Album review: Tegan and Sara make a sweet, smooth but still dark sound on ‘Heartthrob’
Writing charming and infectious pop is nothing new for Canadian sisters Tegan and Sara Quin, but seven albums later they’re still finding ways to change their sound.
“Heartthrob,” Tegan and Sara’s most recent album, gives us 10 upbeat, sugary tracks. This really isn’t anything new for the sisters — they’ve been writing songs filled with catchy refrains since they started, but while their earlier songs relied more heavily on guitars and still had some roughness around the edges, “Heartthrob” is punctuated by synths with smooth pop production.
The album opens up with the first single, “Closer.” A simple synth line and harmonized “All I want to get is a little bit closer / All I want to know is can you come a little closer” kicks things off before the song erupts; it almost feels like you should be bopping around a moon bounce. But, as with much of the album, the glossiness of the tracks belies some of the darkness in the lyrics. When the song ends with the same refrain with which it opened, there’s a bit of wistfulness to it.

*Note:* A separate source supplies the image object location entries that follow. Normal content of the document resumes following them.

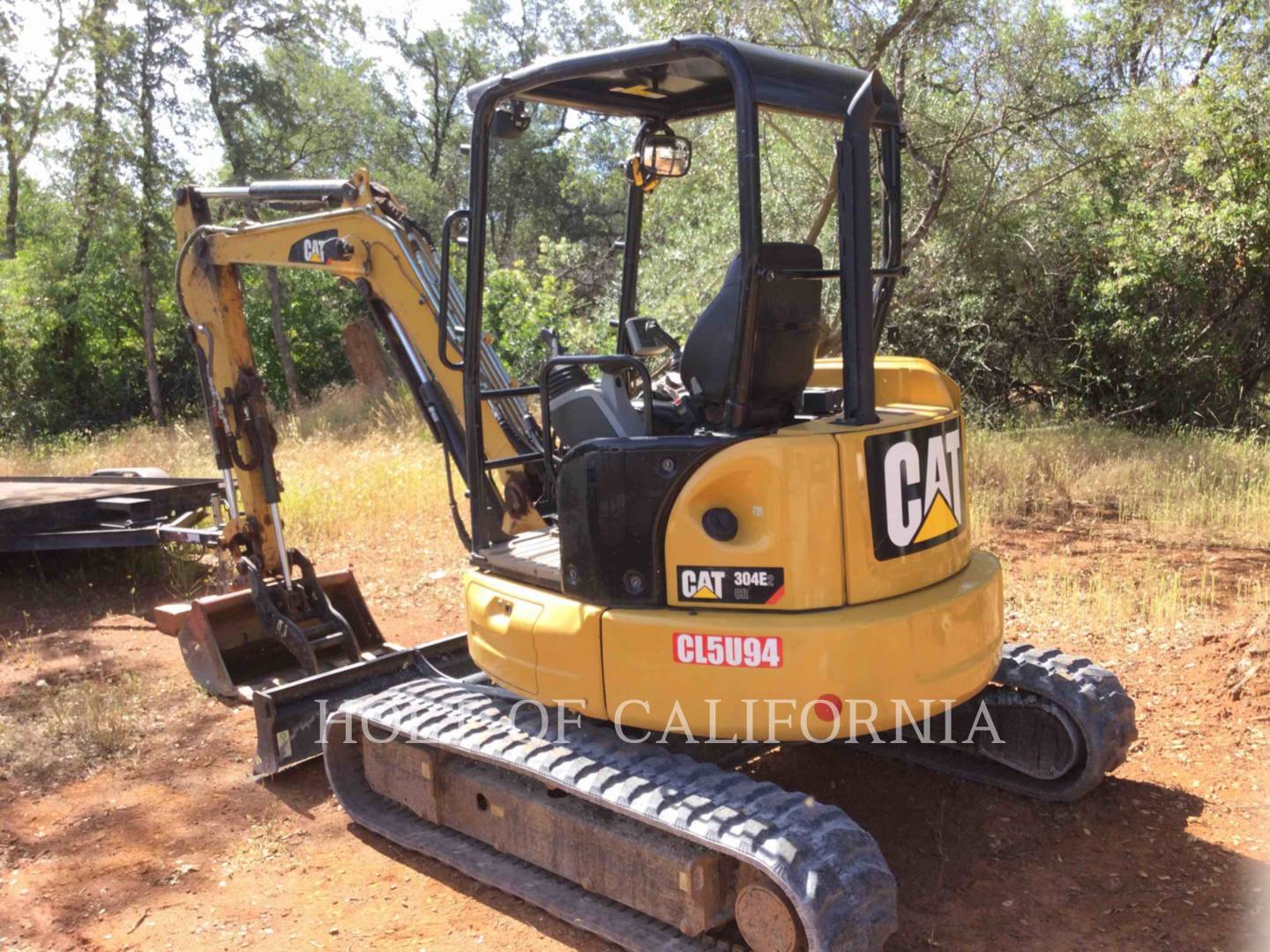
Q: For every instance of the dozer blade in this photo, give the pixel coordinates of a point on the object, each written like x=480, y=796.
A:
x=230, y=652
x=290, y=718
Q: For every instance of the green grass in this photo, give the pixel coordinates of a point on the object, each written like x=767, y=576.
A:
x=351, y=466
x=69, y=729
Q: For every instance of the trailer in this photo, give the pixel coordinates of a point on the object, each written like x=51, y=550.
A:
x=109, y=509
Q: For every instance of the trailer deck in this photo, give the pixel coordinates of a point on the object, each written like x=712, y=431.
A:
x=42, y=513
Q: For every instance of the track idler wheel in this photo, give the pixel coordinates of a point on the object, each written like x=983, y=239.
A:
x=767, y=920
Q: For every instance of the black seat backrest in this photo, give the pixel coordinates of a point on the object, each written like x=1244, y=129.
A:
x=788, y=331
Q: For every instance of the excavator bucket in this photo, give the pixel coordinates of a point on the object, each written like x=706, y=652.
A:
x=230, y=652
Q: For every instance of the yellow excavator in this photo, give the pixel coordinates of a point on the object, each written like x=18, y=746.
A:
x=725, y=539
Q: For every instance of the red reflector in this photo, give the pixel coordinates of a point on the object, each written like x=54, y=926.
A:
x=828, y=707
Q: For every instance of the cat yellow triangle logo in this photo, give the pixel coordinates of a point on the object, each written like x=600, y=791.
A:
x=938, y=519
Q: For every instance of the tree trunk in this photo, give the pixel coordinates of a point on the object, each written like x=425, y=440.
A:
x=147, y=331
x=11, y=219
x=280, y=337
x=95, y=144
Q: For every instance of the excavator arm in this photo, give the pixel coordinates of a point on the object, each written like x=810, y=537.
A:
x=290, y=639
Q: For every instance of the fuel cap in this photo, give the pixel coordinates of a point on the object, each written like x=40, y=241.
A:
x=721, y=524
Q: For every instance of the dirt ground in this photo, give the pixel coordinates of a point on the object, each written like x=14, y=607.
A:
x=172, y=845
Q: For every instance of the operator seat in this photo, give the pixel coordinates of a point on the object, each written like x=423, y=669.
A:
x=788, y=331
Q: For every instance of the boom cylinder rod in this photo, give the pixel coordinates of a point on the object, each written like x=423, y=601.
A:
x=230, y=495
x=276, y=518
x=291, y=190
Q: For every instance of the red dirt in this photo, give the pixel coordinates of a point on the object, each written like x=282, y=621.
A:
x=175, y=847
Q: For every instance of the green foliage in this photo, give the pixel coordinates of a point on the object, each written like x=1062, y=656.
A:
x=1086, y=215
x=522, y=301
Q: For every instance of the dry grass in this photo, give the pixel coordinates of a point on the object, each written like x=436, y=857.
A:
x=363, y=473
x=1186, y=487
x=69, y=729
x=352, y=465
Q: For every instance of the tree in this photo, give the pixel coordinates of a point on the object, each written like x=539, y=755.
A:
x=240, y=92
x=156, y=56
x=95, y=146
x=26, y=93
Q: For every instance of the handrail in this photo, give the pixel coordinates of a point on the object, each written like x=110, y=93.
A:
x=444, y=305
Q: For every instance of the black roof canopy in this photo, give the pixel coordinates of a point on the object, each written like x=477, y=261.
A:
x=686, y=77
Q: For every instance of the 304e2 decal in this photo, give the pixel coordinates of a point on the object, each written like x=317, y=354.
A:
x=320, y=248
x=730, y=585
x=915, y=487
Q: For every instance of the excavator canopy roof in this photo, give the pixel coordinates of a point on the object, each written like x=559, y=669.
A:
x=686, y=77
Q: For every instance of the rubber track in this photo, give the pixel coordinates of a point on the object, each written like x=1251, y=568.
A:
x=1091, y=695
x=830, y=867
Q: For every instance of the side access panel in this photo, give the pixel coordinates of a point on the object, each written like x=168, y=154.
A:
x=536, y=643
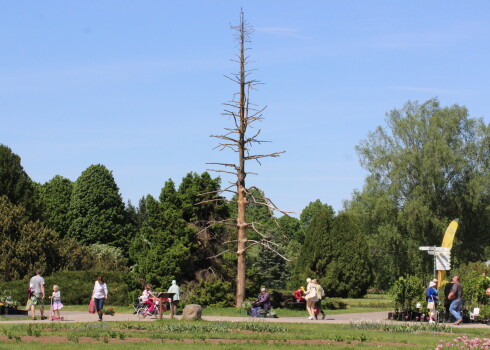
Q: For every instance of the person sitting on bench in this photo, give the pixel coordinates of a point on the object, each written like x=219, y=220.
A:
x=263, y=302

The sisters have always been good at expressing realistic relationships and honest emotion, and that’s still the case here. These aren’t songs about the perfect romance, and even if they may sound saccharine at first, the lyrics aren’t sugarcoating anything, admitting on “I Was a Fool” “If you’re worried that I might have changed / Left behind all of my foolish ways / You best be looking for somebody else / Without a foolish heart.”
In recent years, Tegan and Sara have been enjoying broader success, and as a consequence, alienating some of the smaller communities that have supported them for years. On the song “Someday” from their 2009 album, “Sainthood,” there’s the refrain of “I don’t wanna know that you don’t want me” alternating with “I might be something someday.” Now, nobody can deny that they’ve become something, and with “I’m Not Your Hero,” they’ve captured the other side of that feeling: “It’s so hard to know I’m not what they want.”
Tegan and Sara’s latest album could be the soundtrack to a late-night dance party, but the songs still contain the same quality of lyrics and hooks that made their previous albums accessible. The only danger of the slicker sound is that it may get lost and blend in with the pop airwaves. Ultimately, Tegan and Sara have added another album to a catalogue that moves them further into the mainstream without compromising the things that got them to this point.